Die Muslime haben einerseits den israelischen Behörden jede Einmischung in die Bauarbeiten auf dem Haram a-Scharif verweigert. Andererseits befürchtet Israel, dass im Falle einer Katastrophe die islamische Welt den zionistischen Erzfeind verantwortlich machen werde. Sollte sich die Regierung Israels aber aus Sicherheitsgründen gezwungen sehen, die Zahl der Beter während des Fastenmonats Ramadan von mehreren Hunderttausend auf 60.000 einzuschränken, rechnet sie mit Unruhen. Schon immer war der Ramadan eine Zeit der besonderen Spannungen zwischen den Muslimen und dem Staat Israel.

Im Sechstagekrieg 1967 hat Israel den Tempelberg mit dem Ostteil der Stadt Jerusalem erobert. Für das jüdische Volk ist dieser Ort, an dem der Tempel Salomos und später der zweite, von König Herodes ausgebaute jüdische Tempel stand, die heiligste Stätte auf Erden. Muslime bestreiten, dass an der Stelle je ein jüdischer Tempel gestanden hat und verehren die Al-Aksa-Moschee und den Felsendom als drittheiligste Stätte des Islam, von der aus der Prophet Muhammad in den Himmel gefahren sein soll.

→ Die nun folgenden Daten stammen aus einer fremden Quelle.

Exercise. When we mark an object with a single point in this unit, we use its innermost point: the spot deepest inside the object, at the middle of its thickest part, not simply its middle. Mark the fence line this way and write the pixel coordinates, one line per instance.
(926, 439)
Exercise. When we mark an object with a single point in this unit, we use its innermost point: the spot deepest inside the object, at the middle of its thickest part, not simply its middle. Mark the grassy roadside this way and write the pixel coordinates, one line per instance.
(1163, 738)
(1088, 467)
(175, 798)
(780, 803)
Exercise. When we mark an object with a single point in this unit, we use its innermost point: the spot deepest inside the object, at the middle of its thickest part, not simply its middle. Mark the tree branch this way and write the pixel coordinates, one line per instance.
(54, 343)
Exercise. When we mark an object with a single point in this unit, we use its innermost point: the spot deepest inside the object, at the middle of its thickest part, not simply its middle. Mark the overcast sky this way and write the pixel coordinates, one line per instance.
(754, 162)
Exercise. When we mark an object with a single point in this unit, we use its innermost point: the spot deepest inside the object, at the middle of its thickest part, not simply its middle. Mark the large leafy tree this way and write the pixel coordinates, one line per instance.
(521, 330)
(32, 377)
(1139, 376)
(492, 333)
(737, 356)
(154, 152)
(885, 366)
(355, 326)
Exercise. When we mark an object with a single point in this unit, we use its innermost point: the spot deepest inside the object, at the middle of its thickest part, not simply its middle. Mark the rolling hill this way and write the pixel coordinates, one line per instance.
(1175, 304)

Nachdem der israelische Polizeichef Mosche Karadi den Tempelplatz am Donnerstag noch einmal in Augenschein genommen hatte, entschied Premierminister Ariel Scharon, die Zahl der muslimischen Beter während des Fastenmonats Ramadan nicht zu beschränken. Zuvor hatte sich der Waqf verpflichtet, Auflagen der Polizei nachzukommen und alles zu unternehmen, um einen Einsturz im Bereich der so genannten Pferdeställe Salomos zu verhindern. Trotz aller Maßnahmen bleibt die Altertumsbehörde Israels aber dabei: Der Ort ist akut einsturzgefährdet. Und das Zentralkommando der Heimatfront der israelischen Armee bleibt in erhöhter Alarmbereitschaft, obwohl der Polizei keine konkreten Erkenntnisse für geplante Unruhen vorliegen.